ところが、1980年の『トム・ソーヤーの冒険』から音楽商品の発売元がキャニオンレコード(1987年よりポニーキャニオン)に変わる。キャニオンレコード=ポニーキャニオン時代は、『ピーターパンの冒険』まで10年続いた。この間に、「世界名作劇場」の音楽は少しずつ変化している。
特に主題歌の変化は顕著だ。
『ふしぎな島のフローネ』(1981)で声優(潘恵子)が歌う主題歌が初めて登場。1984年の『牧場の少女カトリ』の主題歌は歌謡界のヒットメーカー・三木たかしが作曲し、キャニオンレコードでデビューしたアイドル歌手・小林千絵が歌った。『ポリアンナ物語』(1986)は工藤夕貴、『愛の若草物語』(1987)はおニャン子クラブの新田恵利、『小公子セディ』(1988)は西田ひかる、とアイドルが主題歌を歌う時代が続き、『ピーターパンの冒険』もおニャン子クラブの元メンバーゆうゆ(岩井由紀子)が歌っている。曲調もぐっとアイドルポップ風になった。作詞は秋元康、作曲はのちにAKB48の「Everyday、カチューシャ」などを手がける井上ヨシマサだ。

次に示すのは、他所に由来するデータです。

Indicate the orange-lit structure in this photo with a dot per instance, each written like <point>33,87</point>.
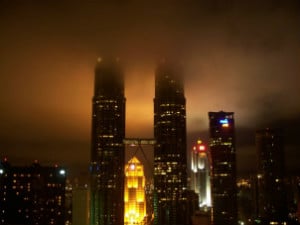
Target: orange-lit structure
<point>134,198</point>
<point>200,176</point>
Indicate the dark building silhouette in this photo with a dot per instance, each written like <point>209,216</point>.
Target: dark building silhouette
<point>32,195</point>
<point>272,204</point>
<point>107,150</point>
<point>223,177</point>
<point>170,162</point>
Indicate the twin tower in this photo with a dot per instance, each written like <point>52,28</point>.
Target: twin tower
<point>108,151</point>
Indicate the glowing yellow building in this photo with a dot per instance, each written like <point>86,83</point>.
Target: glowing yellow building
<point>134,198</point>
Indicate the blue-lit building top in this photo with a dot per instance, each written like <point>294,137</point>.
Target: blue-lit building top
<point>223,174</point>
<point>170,161</point>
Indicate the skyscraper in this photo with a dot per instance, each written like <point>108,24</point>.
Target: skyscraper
<point>200,174</point>
<point>223,156</point>
<point>135,201</point>
<point>32,194</point>
<point>170,162</point>
<point>272,205</point>
<point>107,150</point>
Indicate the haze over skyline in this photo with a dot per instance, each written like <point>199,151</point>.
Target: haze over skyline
<point>239,56</point>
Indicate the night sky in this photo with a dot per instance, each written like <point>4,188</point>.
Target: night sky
<point>239,56</point>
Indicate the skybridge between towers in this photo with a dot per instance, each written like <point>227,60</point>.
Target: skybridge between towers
<point>139,143</point>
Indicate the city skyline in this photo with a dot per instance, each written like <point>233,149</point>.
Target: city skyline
<point>240,57</point>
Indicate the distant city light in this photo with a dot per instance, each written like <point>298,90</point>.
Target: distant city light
<point>224,121</point>
<point>62,172</point>
<point>202,148</point>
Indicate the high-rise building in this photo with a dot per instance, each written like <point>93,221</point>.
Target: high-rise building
<point>223,176</point>
<point>80,206</point>
<point>135,201</point>
<point>170,161</point>
<point>107,150</point>
<point>200,174</point>
<point>272,204</point>
<point>32,194</point>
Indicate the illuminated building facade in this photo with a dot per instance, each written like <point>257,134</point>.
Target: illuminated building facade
<point>170,162</point>
<point>32,194</point>
<point>272,204</point>
<point>107,150</point>
<point>135,201</point>
<point>200,174</point>
<point>223,176</point>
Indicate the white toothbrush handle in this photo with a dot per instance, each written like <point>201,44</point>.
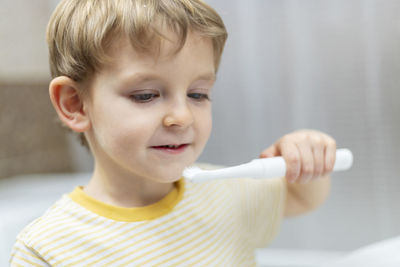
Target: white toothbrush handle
<point>276,167</point>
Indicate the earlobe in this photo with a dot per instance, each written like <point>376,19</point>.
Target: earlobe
<point>68,103</point>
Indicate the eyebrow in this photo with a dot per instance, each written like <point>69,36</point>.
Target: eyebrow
<point>144,77</point>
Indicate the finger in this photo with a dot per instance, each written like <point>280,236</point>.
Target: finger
<point>307,162</point>
<point>319,159</point>
<point>291,155</point>
<point>330,156</point>
<point>272,151</point>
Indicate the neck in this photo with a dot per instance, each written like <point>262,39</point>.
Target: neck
<point>125,190</point>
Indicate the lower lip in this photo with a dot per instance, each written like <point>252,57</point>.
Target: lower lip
<point>173,151</point>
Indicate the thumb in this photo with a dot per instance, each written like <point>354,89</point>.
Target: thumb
<point>270,152</point>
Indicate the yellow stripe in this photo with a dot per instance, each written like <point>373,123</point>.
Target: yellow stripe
<point>86,234</point>
<point>143,247</point>
<point>156,210</point>
<point>16,264</point>
<point>53,224</point>
<point>207,244</point>
<point>86,227</point>
<point>29,252</point>
<point>182,209</point>
<point>91,247</point>
<point>210,210</point>
<point>214,244</point>
<point>28,261</point>
<point>66,225</point>
<point>186,244</point>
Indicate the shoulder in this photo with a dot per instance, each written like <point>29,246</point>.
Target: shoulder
<point>54,213</point>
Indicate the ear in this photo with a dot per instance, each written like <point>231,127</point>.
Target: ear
<point>68,103</point>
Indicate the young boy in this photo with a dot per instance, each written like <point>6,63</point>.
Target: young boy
<point>134,77</point>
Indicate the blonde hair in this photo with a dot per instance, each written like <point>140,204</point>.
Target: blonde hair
<point>80,32</point>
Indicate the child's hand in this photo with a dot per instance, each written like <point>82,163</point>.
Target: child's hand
<point>308,154</point>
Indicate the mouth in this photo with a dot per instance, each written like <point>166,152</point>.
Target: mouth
<point>171,148</point>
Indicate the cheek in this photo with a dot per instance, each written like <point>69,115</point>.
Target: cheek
<point>205,125</point>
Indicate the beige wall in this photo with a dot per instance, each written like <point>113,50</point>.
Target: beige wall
<point>31,140</point>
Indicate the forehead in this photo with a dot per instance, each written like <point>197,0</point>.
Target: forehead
<point>197,54</point>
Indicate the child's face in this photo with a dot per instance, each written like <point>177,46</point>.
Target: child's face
<point>138,105</point>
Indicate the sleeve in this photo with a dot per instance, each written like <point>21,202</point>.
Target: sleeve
<point>261,206</point>
<point>23,255</point>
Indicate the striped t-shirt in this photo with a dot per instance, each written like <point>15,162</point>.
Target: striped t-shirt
<point>217,223</point>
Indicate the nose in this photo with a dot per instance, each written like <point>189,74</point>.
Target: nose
<point>178,114</point>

アニメソングにアイドル歌手を起用するキャニオンレコード=ポニーキャニオンの戦略は、「キャッツ・アイ」のヒットに代表されるアニメソングのポップス化と連動して、アニメ音楽の多様性を大きく広げることになった。
また、音楽商品の展開もずいぶん変わった。
キャニオンレコード時代の初期は、コロムビア時代にならって、各作品ごとに「音楽編」と「ドラマ編」の2種類のアルバムが発売され、挿入歌も作られていた。
しかし、『南の虹のルーシー』(1982)を最後に「ドラマ編」はラインナップからはずれ、以降「音楽編」だけが発売されるようになる。『牧場の少女カトリ』(1984)の年には挿入歌も作られなかった。

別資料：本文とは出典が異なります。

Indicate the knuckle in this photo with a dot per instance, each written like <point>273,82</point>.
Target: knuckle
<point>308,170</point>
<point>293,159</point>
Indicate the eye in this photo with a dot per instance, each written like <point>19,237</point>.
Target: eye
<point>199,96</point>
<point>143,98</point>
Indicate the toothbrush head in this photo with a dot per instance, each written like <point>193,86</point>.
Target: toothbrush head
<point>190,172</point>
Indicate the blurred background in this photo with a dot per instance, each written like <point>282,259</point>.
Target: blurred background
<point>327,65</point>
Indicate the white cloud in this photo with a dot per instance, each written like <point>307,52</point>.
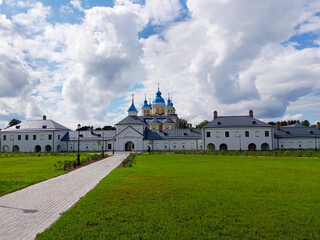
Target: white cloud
<point>76,4</point>
<point>34,20</point>
<point>162,11</point>
<point>229,57</point>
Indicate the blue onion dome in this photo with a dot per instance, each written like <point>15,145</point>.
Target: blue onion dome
<point>169,103</point>
<point>132,107</point>
<point>145,105</point>
<point>158,99</point>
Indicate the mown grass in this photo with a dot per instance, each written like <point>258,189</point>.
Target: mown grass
<point>21,170</point>
<point>200,197</point>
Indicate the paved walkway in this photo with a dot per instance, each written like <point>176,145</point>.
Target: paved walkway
<point>29,211</point>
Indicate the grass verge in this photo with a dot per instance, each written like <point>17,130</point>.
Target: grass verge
<point>199,197</point>
<point>19,170</point>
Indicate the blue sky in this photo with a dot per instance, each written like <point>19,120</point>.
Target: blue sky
<point>80,61</point>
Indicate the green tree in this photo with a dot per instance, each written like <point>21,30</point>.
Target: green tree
<point>305,123</point>
<point>202,124</point>
<point>183,124</point>
<point>14,122</point>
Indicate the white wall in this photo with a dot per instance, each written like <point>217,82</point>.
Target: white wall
<point>237,138</point>
<point>173,144</point>
<point>42,140</point>
<point>297,143</point>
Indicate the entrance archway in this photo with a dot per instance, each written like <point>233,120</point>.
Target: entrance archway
<point>48,148</point>
<point>15,148</point>
<point>6,148</point>
<point>37,148</point>
<point>265,147</point>
<point>223,147</point>
<point>252,147</point>
<point>129,146</point>
<point>211,147</point>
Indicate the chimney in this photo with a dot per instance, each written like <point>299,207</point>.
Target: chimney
<point>215,114</point>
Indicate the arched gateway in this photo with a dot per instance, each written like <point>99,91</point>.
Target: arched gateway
<point>129,146</point>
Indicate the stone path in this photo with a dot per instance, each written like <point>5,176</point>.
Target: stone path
<point>29,211</point>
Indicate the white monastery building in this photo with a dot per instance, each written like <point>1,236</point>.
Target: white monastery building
<point>157,129</point>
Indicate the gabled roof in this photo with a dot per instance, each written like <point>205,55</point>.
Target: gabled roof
<point>236,121</point>
<point>155,120</point>
<point>297,131</point>
<point>173,134</point>
<point>87,135</point>
<point>168,120</point>
<point>36,125</point>
<point>131,120</point>
<point>127,128</point>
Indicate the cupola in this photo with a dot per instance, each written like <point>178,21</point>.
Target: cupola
<point>132,111</point>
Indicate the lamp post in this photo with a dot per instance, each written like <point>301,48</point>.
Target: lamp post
<point>113,146</point>
<point>78,155</point>
<point>103,145</point>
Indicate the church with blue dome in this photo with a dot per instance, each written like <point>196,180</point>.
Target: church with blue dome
<point>159,115</point>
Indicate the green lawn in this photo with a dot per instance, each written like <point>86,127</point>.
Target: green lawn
<point>17,172</point>
<point>200,197</point>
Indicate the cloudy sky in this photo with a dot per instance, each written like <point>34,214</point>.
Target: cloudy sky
<point>79,61</point>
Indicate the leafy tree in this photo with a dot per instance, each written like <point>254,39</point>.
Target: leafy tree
<point>14,122</point>
<point>305,123</point>
<point>202,124</point>
<point>183,124</point>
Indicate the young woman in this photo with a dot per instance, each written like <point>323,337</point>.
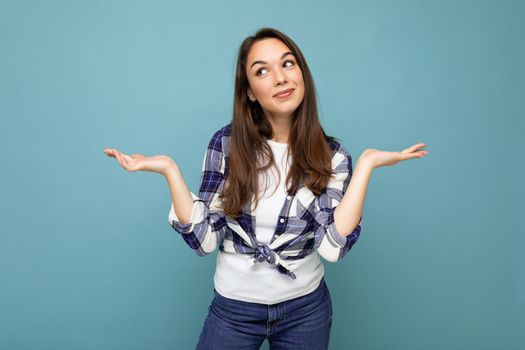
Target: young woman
<point>276,194</point>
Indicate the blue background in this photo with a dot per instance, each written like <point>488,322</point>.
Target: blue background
<point>87,257</point>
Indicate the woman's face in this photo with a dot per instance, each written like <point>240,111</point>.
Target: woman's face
<point>272,69</point>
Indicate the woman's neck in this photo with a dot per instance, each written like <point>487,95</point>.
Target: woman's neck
<point>280,127</point>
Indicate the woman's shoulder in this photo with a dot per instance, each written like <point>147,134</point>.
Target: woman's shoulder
<point>336,147</point>
<point>220,139</point>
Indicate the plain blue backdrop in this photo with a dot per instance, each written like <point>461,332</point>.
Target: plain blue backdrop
<point>87,257</point>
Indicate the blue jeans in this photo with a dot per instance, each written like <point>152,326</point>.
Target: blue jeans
<point>299,323</point>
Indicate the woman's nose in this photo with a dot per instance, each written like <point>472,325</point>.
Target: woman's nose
<point>280,77</point>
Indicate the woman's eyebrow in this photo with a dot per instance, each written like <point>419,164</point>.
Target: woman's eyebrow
<point>263,62</point>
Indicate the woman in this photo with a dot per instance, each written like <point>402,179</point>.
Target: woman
<point>272,218</point>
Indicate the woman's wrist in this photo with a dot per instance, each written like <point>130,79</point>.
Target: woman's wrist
<point>364,161</point>
<point>171,170</point>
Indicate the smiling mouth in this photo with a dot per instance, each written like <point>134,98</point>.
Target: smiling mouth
<point>285,93</point>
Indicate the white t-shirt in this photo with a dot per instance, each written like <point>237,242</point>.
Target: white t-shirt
<point>262,283</point>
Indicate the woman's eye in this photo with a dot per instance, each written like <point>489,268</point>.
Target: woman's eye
<point>259,71</point>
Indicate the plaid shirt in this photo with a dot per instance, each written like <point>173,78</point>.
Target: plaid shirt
<point>306,222</point>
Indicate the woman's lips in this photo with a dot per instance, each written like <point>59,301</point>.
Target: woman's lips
<point>284,94</point>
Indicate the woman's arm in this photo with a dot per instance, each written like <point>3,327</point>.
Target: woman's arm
<point>180,194</point>
<point>348,213</point>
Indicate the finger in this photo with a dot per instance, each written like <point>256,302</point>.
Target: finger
<point>417,146</point>
<point>108,152</point>
<point>121,160</point>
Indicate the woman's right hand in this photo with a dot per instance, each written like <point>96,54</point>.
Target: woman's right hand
<point>138,162</point>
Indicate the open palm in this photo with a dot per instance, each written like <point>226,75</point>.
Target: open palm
<point>384,158</point>
<point>138,162</point>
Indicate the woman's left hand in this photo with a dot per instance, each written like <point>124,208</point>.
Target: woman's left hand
<point>377,158</point>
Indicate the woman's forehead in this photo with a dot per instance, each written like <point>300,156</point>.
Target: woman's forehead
<point>267,50</point>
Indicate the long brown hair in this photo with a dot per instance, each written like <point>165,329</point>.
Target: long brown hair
<point>307,141</point>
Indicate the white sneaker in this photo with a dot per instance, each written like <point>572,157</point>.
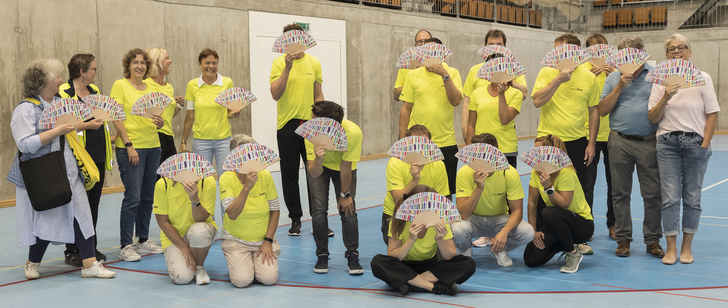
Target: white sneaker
<point>128,254</point>
<point>32,270</point>
<point>97,271</point>
<point>503,258</point>
<point>148,247</point>
<point>202,277</point>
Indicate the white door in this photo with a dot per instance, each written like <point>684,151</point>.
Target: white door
<point>330,36</point>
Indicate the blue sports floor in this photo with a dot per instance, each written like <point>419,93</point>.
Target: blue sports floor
<point>603,279</point>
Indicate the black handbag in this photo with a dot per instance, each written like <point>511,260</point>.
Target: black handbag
<point>46,179</point>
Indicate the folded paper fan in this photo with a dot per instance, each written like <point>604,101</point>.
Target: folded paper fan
<point>416,150</point>
<point>64,111</point>
<point>186,167</point>
<point>326,131</point>
<point>600,53</point>
<point>628,60</point>
<point>565,56</point>
<point>429,208</point>
<point>407,59</point>
<point>293,42</point>
<point>431,54</point>
<point>250,157</point>
<point>483,157</point>
<point>546,158</point>
<point>500,70</point>
<point>676,71</point>
<point>235,98</point>
<point>105,108</point>
<point>150,104</point>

『愛少女ポリアンナ物語』(1986)では、異例の事態が起こる。堀江美都子が主役ということで、日本コロムビアが堀江美都子が歌う挿入歌を「コロちゃんパック」というカセットテープのみの商品で発売したのだ。実は日本コロムビアは、レコードの発売元がキャニオンレコードになってからも、「コロちゃんパック」のシリーズで自社カバー主題歌を収録した「世界名作劇場」の音楽商品を発売し続けていたのである。
コロムビア独自の挿入歌路線は『愛の若草物語』(1987)でも継続。橋本潮が歌う挿入歌6曲が作られた。『小公子セディ』(1988)と『ピーターパンの冒険』(1989)ではコロムビア版挿入歌は作られていないが、1990年の『私のあしながおじさん』で、主題歌と音楽集の発売元が再び日本コロムビアに戻ってくる。この作品でコロムビアは、ソング集、音楽集、ミュージカル版と3タイトルのアルバムを発売している。80年代の「失われた10年」を取り戻そうとするかのように。メディアはレコードからCDに変わっていた。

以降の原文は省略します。